17 The report contained the following statements :
"R WAS ASKED WHAT TOURING HE HAD DONE WHILST IN A/A AND HE SAID HE HAD BEEN TO THE GOLD COAST. R SAID WE TRY TO GO SOMEWHERE EVERY COUPLE OF WEEKS. HE HAS BEEN TO A BIRD SANCTUARY AT LONE PINE, GOES OUT ON THE WEEKENDS AND STATED HE SPENDS A LOT OF TIME INSIDE.
... ... ...
R STATED THIS WAS HIS FIRST DAY BACK, HE WILL CLEAR EVERYTHING UP. HE HAD TAKEN HIS UNOPENED MAIL FROM SEATTLE TO BALI, HE HAD NO TIME TO OPEN THE MAIL AS HE HAD BEEN ON VACATION.
... ... ...
AS DELEGATE I CONSIDERED THAT THERE WERE GROUNDS FOR VISA CANCELLATION UNDER S116(1)(B) & (G) AND REG 2.43(1)(K) ON THE BASIS OF THAT R HAD BREACHED THE 'NO WORK' CONDITION ON HIS VISA, INTENDED TO CONTINUE HIS ACTIVITIES, HAD BEEN RUNNING HIS BUSINESS FROM A/A, HAD ESTABLISHED A BUSINESS ADDRESS, AND, FROM THE NATURE OF HIS ACTIVITIES AND HIS OWN ADMISSION THAT HE 'SPENDS A LOT OF TIME INSIDE' AND 'TRIES TO GO SOMEWHERE EVERY COUPLE OF WEEKS' HAD NOT DEMONSTRATED ANY GENUINE TOURISM AND WAS NOT INTENDING A VISIT FOR TOURISM PURPOSES.
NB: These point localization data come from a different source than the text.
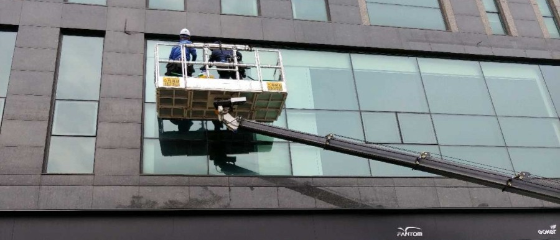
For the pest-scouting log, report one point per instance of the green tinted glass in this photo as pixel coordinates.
(75, 118)
(518, 90)
(417, 128)
(538, 161)
(532, 132)
(249, 158)
(467, 130)
(71, 155)
(174, 156)
(455, 87)
(79, 73)
(7, 44)
(381, 127)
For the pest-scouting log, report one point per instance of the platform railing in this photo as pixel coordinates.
(221, 66)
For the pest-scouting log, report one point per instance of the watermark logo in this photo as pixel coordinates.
(409, 232)
(551, 231)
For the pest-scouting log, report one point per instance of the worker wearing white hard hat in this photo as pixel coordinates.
(174, 69)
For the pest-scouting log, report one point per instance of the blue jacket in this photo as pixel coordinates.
(176, 52)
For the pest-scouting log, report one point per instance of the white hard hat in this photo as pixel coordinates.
(185, 31)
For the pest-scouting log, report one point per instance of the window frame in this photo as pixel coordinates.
(327, 9)
(554, 17)
(443, 12)
(499, 12)
(259, 12)
(162, 9)
(50, 126)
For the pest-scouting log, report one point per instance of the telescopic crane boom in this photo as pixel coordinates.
(522, 183)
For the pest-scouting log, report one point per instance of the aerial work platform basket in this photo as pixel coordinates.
(184, 97)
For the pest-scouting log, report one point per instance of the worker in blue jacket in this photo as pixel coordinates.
(174, 69)
(226, 56)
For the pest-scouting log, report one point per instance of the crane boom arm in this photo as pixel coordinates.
(520, 183)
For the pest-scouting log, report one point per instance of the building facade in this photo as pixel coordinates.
(473, 81)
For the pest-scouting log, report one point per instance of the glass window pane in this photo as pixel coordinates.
(538, 161)
(315, 59)
(389, 84)
(1, 109)
(531, 132)
(417, 128)
(544, 8)
(75, 118)
(467, 130)
(455, 87)
(496, 157)
(7, 44)
(325, 122)
(381, 127)
(310, 10)
(412, 17)
(423, 3)
(249, 158)
(240, 7)
(313, 161)
(552, 27)
(552, 80)
(490, 5)
(381, 169)
(79, 73)
(518, 90)
(321, 88)
(496, 24)
(71, 155)
(173, 156)
(178, 5)
(97, 2)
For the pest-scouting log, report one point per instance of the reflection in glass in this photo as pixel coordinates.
(321, 88)
(71, 155)
(178, 5)
(325, 122)
(381, 127)
(1, 109)
(79, 73)
(491, 156)
(538, 161)
(518, 90)
(173, 156)
(7, 44)
(381, 169)
(552, 80)
(75, 118)
(313, 161)
(417, 128)
(309, 10)
(468, 130)
(249, 158)
(240, 7)
(409, 15)
(455, 87)
(532, 132)
(389, 84)
(96, 2)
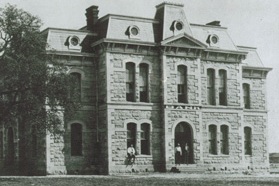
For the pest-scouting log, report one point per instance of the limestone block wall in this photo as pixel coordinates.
(233, 120)
(80, 163)
(234, 86)
(117, 134)
(257, 93)
(170, 79)
(258, 123)
(117, 76)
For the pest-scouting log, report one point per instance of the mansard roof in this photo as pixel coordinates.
(169, 28)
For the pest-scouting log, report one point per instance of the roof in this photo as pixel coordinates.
(202, 32)
(252, 58)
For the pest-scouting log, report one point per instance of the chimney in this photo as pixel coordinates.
(214, 23)
(91, 16)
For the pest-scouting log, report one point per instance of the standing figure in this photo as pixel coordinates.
(178, 154)
(131, 154)
(186, 153)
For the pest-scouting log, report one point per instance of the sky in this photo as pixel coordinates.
(252, 23)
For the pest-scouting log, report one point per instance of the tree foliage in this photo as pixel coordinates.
(34, 88)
AT 0955 HOURS I SERVED A WRITTEN NOTICE OF INTENTION TO CANCEL R'S VISA ON DIMA FORM 1111 (PART A) FOR THE FOLLOWING REASONS:
BREACH OF NO WORK CONDITION, INTENTION TO WORK, NOT A GENUINE TOURIST.
I PROVIDED FOR A RESPONSE AT 10.05 HOURS, TO BE MADE WITHIN 10 MINUTES.
AT 1015 R PROVIDED THE RESPONSE THAT HE DID NOT CONSIDER HE HAD BREACHED THE 'NO WORK' CONDITION AS I DID NOT HAVE ENOUGH INFORMATION TO MAKE THE DECISION. HE HAS SEVERAL EMPLOYEES AND COMPANIES, ALL IN THE USA, NO MONEY COMING IN FROM A/A. HE HAS TO CHECK HIS INCOMINGS.
HE DID NOT KNOW HOW ANYBODY COULD CONSIDER HE WAS OPERATING FROM A/A. HE HAS A VIDEO DISTRIBUTION, THERE IS NO POSSIBLE WAY TO OPERATE FROM A/A, HE HAS SHIPPERS, DISTRIBUTORS, A WAREHOUSE, IT IS NOT POSSIBLE TO OPERATE FROM A/A. ALSO, HE DID NOT KNOW THE RULES. NO ONE TOLD HIM WHAT WAS WRONG. IF HE KNEW HE WOULD GO AND SORT THINGS OUT TODAY WITHOUT BREAKING THE RULES. HE IS NOT SURE WHAT THIS ENTAILS BUT HE WOULD DO IT.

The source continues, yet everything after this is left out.